While I completely agree that a reformation in Islam is needed, that's not something that is going to be (a) quick, or (b) easy (and perhaps not even entirely possible). As was discussed at dinner last night, we need to simultaneously pursue other diplomatic policies.

Posted by: Gabrielle at July 27, 2004 11:46 AM

I agree with you, it will not be quick or easy. I think we are in for a multi-decade conflict that will require many types of confrontation and containment. As well, it will require the intellectual dismantling of Islamism. If that means that Islam proper takes a hit, too bad.

Posted by: Publius at July 27, 2004 02:26 PM

The scenarios that Damian outlines make clear the imperative that we do take a proactive stance in the conflict. To argue otherwise is to play into the assumptions of the enemy.

Posted by: Publius at July 27, 2004 02:28 PM

Daniel Pipes also has a good article on this in today's Globe & Mail (http://www.theglobeandmail.com/servlet/ArticleNews/TPStory/LAC/20040727/COPIPES27/TPComment/TopStories).

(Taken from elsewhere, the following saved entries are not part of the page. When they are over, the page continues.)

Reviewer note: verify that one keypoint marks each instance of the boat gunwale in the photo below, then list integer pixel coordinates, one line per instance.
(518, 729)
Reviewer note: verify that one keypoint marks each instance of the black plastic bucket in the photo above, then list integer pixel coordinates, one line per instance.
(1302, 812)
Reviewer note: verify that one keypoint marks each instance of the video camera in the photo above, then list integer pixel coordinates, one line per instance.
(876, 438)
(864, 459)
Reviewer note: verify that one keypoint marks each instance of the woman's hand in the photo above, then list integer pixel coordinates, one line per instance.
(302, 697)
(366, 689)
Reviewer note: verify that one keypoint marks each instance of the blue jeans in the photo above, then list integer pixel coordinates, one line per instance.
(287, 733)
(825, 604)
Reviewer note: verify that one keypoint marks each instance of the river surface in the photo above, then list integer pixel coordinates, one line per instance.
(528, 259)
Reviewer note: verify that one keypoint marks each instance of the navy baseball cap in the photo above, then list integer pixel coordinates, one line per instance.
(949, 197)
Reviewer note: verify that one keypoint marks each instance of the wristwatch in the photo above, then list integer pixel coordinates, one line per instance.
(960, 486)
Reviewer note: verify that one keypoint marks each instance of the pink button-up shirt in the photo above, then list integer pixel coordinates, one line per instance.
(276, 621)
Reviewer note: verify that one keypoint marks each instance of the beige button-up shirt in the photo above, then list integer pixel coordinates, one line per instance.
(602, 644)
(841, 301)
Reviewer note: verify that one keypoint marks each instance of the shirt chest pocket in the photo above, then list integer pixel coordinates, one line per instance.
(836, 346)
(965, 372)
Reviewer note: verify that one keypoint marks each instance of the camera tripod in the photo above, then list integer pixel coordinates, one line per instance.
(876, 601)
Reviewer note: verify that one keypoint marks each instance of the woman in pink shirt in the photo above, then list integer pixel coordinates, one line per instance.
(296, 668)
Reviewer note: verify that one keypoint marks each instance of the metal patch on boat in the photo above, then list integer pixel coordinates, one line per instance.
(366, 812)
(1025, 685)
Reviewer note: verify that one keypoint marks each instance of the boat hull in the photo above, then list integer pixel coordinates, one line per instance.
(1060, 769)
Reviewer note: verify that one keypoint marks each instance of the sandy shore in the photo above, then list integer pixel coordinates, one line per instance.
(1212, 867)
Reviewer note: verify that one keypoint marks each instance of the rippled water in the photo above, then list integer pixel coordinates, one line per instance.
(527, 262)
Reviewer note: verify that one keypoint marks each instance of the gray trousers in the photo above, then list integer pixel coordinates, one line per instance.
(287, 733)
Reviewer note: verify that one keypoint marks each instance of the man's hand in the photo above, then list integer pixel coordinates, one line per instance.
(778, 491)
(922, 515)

But my question still stands: will the terrorists give the moderates time to reform Islam, or will the world lose its patience and destroy the bastions of the Muslim world first?

Posted by: Damian at July 27, 2004 04:35 PM

A difficult question.

Islamists will not deliberately give moderates time to reform Islam- if reform of Islam is even possible. Islamists will march to their own drumbeat, picking and choosing battles they believe they can successfully fight. Islamist considerations for engaging the West in battle will certainly include calculations as to the willingness of the West to fight back. I think the Islamists are interested in a long war that slowly demoralizes the West, populates it with immigrants, and progressively validates the Islamic doctrine that Muslim victories mean God is in agreement with Muslim objectives. I think this strategy assumes the West will fight with the handicap of moral and intellectual handcuffs.

I think the Western strategy envisions a long war that slowly demoralizes Islamists while building an environment where middle class prosperity and representative government can take root in Islamic lands. This strategy assumes theological moderation is possible in Islam and leaves the task of moderating Islam to Muslims - largely because the secular West is not fully enough engaged in the war to feel comfortable confronting a religion. The Pipes article that you cited provides the proper reality check- Islamism is not new or unique in Islamic history. The Western strategy fails to grapple with Islamic immigration and integration into the West, including the predominance of Islamism in Western mosques. Finally, the Western strategy does not really address human rights abuses in Islamic lands, which construed to their logical end include the inability of Christians and Jews born in the Kingdom of Saudi Arabia to build churches or synagogues in that country.

The wild card in all of this is an act of terror perpetrated on a massive scale. Should the unthinkable occur, Americans might wake up, remove the handcuffs (and blinders), fight Islamism without military restraint, and press the intellectual aspect of the war until it becomes commonly understood by Muslims throughout the world that the Koran is apocryphal, the Hadiths are fabricated, and Sharia is incompatible with human rights.